Research Staff Member, AI Hardware, IBM Thomas J. Watson Research Center
Ph.D.   2017-2020, Computer Science, Georgia Institute of Technology
M.S.     2014-2017, Computer Science, Rice University
B.Tech. 2008-2012, Computer Science and Engineering, IIT Hyderabad
email: prasanth at ibm dot com
I’m currently a research staff member in the AI Hardware group
at IBM T.J. Watson Research Center focusing
on compilers and micro-architecture of next generation AI hardware technologies.
I recently finished my Ph.D. under the supervision of Vivek Sarkar and Jun Shirako in the Habanero Extreme Scale Software Research Laboratory at Georgia Tech in Atlanta, GA. My research focuses on advancing compiler optimizations for high-performance applications on general-purpose and domain-specific parallel architectures. In the last two years, I have focused on advancing compilers for mapping Deep Learning (DNN) operators onto flexible spatial accelerators, specialized SIMD units (e.g., Xilinx Versal AI Engine), and thread-migratory architecture (e.g., EMU). In the past, I focused on enhancing traditional compilation techniques for both sequential and explicitly parallel programs for performance optimizations and debugging on modern general-purpose architectures (e.g., Multi-core CPUs, SIMD units, and GPUs).
Nov 2020 -- current: Research Staff Member at IBM Research
Summer 2019: Machine Learning & Compiler Research Intern in Kees Visser's group at Xilinx Research labs for Xilinx Versal architecture
Summer 2018: Multi-Core Heterogeneous Compiler Intern in Vinod Kathail's group on compilers for Xilinx Versal architecture .
May 2012 - Aug 2014: Software engineer at Microsoft, Hyderabad.
This line of work focuses on developing cost models and compiler technologies for optimizing rapidly emerging DNN operators (building blocks of deep learning models, e.g., CONV2D, GEMM) on to flexible spatial architectures and specialized SIMD units (e.g., Xilinx Versal AI Engine).
This project focuses on advancing compiler optimizations for graph analytics and sparse linear algebra on a thread migratory architecture (EMU) introduced for weak-locality applications.
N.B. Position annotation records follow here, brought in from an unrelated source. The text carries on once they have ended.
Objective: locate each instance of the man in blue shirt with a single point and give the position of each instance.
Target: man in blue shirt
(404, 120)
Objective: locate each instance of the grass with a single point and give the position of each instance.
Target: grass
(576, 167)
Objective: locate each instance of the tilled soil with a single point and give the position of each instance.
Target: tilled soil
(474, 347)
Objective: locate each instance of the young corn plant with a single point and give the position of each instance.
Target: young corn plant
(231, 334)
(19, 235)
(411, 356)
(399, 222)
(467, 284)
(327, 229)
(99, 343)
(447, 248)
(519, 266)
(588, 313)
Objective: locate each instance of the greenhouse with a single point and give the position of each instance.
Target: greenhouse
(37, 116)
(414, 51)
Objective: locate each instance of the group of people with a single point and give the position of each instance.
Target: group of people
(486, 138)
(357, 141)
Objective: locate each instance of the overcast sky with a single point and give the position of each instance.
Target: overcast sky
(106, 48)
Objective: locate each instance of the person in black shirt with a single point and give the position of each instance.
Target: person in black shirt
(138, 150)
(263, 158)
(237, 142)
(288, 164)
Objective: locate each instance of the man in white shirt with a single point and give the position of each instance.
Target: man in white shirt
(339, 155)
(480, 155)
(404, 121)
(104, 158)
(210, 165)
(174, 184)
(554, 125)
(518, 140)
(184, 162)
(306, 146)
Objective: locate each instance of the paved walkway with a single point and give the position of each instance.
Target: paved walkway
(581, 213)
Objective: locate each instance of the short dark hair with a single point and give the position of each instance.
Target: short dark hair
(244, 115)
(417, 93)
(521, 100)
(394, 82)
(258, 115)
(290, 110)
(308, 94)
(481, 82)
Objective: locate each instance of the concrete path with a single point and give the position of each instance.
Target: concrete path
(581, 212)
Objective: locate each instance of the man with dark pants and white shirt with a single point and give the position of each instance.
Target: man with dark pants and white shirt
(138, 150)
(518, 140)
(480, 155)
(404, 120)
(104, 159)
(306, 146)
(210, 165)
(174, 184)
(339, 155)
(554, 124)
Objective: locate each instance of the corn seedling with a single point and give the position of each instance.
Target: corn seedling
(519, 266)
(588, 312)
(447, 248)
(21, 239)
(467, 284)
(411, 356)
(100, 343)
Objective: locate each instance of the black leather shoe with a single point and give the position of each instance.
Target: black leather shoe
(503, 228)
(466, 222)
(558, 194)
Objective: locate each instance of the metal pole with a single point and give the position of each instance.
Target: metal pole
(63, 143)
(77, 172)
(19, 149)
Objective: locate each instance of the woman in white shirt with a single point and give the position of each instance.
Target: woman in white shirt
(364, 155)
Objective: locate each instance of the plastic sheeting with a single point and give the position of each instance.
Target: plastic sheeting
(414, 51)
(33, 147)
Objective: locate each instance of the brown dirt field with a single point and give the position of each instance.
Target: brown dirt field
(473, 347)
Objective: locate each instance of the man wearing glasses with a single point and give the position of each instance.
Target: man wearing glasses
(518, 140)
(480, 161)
This project focuses on systematic integration of multiple storage transformations (e.g., renaming techniques) with loop transformations in a single framework to coordinate their benefits for optimizing programs for higher performance.
This project is motivated by the observation that software with explicit parallelism is on the rise. Our work focuses on extending compiler analysis techniques to debug and optimize explicitly- parallel programs (loop-level, task-level, and SPMD-style).